Antibiotics can be life-saving when treating bacterial infections but are often used inappropriately, specifically when unnecessary or when administered for excessive durations or without consideration of pharmacokinetic principles. Large variations in antibiotic consumption exist between countries and whilst excessive use remains a major problem in some areas of the world, elsewhere there is lack of access to many antimicrobial agents. AMR is a natural phenomenon that occurs as microbes evolve. However, human activities have accelerated the pace at which bacteria develop and disseminate resistance. Inappropriate use of antibiotics in humans and food-producing animals, as well as poor infection prevention and control practices, contribute to the development and spread of AMR.
The webinar meeting will be free and will be accessible to all in all parts of the world. After your registration we will send you the invitation letter with links to access the free platform.
The web meeting will highlight the threat posed by antimicrobial resistance and the need for appropriate use of antibiotics and antifungal agents in hospitals worldwide with particular reference to surgical infections. As such it is our intent to raise awareness amongst healthcare workers and to improve antibiotic prescribing.

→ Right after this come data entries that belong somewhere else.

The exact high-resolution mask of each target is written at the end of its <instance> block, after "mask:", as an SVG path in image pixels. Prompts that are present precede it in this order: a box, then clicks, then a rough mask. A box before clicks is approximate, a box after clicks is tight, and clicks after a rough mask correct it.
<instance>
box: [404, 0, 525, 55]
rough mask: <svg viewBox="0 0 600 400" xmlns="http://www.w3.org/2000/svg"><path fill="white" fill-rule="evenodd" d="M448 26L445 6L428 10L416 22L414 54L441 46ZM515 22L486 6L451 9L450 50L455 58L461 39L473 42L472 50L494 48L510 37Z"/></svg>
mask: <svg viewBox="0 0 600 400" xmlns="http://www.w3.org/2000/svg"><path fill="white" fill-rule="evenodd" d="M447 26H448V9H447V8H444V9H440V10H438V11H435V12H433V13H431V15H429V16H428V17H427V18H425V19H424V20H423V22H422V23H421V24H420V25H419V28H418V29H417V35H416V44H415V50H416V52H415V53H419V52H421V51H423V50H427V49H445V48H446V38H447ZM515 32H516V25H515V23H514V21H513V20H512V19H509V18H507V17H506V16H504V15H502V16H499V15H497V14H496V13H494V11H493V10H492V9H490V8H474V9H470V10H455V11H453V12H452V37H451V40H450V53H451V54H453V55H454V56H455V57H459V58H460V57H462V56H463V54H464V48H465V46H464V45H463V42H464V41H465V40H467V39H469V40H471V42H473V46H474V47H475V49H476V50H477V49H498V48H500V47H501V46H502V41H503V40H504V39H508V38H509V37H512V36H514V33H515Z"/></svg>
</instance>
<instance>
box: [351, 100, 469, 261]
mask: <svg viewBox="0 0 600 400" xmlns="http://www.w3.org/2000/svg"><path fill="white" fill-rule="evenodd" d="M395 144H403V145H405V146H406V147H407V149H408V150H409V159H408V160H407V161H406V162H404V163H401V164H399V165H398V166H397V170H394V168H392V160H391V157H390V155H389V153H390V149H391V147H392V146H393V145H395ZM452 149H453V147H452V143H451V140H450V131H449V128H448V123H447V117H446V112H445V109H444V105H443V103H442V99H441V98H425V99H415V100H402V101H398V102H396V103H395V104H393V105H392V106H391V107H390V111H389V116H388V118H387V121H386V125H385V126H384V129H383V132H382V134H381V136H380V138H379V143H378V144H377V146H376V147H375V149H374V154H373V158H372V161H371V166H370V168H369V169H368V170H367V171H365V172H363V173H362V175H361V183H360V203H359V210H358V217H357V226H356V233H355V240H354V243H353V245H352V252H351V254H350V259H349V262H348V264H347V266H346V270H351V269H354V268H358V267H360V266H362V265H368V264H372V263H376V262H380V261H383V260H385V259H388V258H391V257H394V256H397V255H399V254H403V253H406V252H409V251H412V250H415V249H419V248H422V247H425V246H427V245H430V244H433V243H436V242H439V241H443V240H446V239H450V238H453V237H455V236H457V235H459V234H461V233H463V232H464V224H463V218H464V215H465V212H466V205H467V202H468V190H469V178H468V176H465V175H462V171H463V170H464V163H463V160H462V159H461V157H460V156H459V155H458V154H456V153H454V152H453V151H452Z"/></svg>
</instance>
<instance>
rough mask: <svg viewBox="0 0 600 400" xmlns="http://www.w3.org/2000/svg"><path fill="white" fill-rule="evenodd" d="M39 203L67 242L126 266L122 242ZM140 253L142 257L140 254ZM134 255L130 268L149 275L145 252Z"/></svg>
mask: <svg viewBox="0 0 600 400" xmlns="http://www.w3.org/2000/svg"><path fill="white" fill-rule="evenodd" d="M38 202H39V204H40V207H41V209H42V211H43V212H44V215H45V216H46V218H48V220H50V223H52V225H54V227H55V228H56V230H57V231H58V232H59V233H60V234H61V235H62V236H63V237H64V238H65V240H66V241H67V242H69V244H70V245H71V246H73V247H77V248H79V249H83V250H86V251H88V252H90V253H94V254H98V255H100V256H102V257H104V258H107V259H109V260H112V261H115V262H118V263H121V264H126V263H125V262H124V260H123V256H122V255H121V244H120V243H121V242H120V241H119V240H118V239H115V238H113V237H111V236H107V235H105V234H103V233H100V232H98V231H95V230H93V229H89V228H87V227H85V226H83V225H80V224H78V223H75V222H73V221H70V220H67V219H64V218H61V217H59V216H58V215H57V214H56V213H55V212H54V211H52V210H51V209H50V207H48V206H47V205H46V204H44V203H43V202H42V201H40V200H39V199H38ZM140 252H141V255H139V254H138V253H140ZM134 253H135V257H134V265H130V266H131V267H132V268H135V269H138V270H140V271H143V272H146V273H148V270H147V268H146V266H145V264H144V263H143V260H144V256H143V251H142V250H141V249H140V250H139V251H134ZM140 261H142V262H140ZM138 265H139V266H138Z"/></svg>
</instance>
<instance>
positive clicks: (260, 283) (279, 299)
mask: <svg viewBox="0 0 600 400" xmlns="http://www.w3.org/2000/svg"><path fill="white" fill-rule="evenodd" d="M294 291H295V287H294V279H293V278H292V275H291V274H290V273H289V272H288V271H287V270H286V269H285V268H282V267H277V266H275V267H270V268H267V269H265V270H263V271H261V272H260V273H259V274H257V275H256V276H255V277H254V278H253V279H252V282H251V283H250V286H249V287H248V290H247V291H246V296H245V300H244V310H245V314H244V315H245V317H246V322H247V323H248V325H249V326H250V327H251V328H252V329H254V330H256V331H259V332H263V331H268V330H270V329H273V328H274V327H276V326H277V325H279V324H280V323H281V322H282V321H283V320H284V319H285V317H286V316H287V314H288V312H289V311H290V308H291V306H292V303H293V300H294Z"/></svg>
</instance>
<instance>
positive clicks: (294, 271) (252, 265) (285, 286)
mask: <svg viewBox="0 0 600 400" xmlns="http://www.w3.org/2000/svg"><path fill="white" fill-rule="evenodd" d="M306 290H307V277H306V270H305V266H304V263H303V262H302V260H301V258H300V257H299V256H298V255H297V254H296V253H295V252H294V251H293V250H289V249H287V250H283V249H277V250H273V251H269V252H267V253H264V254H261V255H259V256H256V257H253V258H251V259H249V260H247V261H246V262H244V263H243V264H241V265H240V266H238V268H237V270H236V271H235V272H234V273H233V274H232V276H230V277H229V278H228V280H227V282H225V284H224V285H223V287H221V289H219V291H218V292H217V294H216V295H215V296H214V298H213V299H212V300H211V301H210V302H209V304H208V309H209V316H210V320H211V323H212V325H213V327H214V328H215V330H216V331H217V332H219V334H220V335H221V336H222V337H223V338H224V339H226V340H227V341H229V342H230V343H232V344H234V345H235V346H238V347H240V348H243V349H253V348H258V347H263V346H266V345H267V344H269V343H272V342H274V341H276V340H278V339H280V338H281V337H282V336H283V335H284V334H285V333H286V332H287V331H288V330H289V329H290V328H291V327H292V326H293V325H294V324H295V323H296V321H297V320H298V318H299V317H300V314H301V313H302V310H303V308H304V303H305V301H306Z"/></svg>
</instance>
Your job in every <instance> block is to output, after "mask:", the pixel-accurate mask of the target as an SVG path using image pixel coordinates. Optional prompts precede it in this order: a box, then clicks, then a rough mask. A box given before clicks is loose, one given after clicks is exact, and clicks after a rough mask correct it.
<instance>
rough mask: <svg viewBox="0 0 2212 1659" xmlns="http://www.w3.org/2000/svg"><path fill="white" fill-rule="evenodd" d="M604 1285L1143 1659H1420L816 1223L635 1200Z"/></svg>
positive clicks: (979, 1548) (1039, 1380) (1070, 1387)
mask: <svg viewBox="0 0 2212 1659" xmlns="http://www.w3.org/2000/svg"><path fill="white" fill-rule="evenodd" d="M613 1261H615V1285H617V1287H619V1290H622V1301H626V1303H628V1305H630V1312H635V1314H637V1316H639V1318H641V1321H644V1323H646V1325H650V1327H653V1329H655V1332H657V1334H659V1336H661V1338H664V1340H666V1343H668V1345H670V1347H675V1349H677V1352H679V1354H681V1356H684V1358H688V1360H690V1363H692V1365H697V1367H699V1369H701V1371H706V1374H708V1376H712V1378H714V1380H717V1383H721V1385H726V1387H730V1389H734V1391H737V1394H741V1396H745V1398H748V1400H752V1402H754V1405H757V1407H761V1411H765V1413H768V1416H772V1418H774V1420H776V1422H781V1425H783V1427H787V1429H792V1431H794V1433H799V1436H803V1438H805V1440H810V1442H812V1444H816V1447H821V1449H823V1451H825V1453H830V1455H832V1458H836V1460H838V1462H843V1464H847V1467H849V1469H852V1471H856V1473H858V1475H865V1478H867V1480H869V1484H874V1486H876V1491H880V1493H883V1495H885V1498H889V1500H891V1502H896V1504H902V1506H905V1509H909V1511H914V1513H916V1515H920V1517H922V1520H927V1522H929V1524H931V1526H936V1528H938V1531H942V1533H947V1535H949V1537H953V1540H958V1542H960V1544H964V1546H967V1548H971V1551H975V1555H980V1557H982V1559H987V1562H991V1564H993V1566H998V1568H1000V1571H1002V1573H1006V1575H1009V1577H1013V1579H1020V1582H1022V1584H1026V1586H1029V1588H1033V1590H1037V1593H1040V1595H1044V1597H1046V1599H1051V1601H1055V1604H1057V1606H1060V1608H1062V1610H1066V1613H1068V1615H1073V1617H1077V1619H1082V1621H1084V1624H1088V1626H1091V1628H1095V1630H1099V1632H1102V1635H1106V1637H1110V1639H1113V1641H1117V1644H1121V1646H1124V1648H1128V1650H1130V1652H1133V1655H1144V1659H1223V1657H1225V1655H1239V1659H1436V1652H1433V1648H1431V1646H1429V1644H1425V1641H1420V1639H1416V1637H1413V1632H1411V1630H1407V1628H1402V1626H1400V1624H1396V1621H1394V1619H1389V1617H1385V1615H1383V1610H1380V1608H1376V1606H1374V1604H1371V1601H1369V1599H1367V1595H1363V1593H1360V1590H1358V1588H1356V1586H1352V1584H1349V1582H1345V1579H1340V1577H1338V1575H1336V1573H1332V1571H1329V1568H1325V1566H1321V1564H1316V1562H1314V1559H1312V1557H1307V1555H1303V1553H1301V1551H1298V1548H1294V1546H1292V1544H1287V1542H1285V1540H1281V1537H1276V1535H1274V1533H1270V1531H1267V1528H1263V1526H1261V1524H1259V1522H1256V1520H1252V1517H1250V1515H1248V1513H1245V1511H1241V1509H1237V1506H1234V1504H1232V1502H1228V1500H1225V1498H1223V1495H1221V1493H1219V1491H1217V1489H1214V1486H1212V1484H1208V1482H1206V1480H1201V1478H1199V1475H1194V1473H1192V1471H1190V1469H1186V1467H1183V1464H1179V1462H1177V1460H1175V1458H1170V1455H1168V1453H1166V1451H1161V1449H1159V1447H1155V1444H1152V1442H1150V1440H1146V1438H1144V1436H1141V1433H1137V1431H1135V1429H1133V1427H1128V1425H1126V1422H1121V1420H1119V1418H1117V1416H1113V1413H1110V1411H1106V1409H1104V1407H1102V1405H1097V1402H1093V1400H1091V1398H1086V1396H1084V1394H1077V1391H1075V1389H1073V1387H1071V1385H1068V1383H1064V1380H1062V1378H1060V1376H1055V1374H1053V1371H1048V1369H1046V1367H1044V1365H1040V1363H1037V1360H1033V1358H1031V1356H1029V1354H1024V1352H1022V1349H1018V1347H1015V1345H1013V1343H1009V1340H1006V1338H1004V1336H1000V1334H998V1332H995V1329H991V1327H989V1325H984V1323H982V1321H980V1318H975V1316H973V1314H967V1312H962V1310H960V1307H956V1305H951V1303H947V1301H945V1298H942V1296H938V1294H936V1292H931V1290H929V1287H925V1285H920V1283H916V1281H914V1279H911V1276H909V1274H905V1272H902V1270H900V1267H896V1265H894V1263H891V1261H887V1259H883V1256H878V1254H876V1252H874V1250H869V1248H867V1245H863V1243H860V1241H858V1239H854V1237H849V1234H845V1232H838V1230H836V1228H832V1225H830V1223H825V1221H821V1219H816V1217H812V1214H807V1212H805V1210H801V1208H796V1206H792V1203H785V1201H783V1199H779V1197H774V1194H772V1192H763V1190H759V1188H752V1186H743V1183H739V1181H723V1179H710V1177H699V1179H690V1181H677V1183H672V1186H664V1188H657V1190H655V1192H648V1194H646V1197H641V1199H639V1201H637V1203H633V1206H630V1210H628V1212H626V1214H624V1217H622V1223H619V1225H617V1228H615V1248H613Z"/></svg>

The Global Alliance for Infections in Surgery, the World Society of Emergency Surgery (WSES), the Surgical Infection Society (SIS), the Surgical Infection Society Europe (SIS-E), the European Society of Clinical Microbiology and Infectious Diseases (ESCMID) the World Alliance Against Antibiotic Resistance (WAAAR), the British Society for Antimicrobial Chemotherapy (BSAC) and the Italian Society of Anti-Infective Therapy (SITA) have joined the webinar meeting.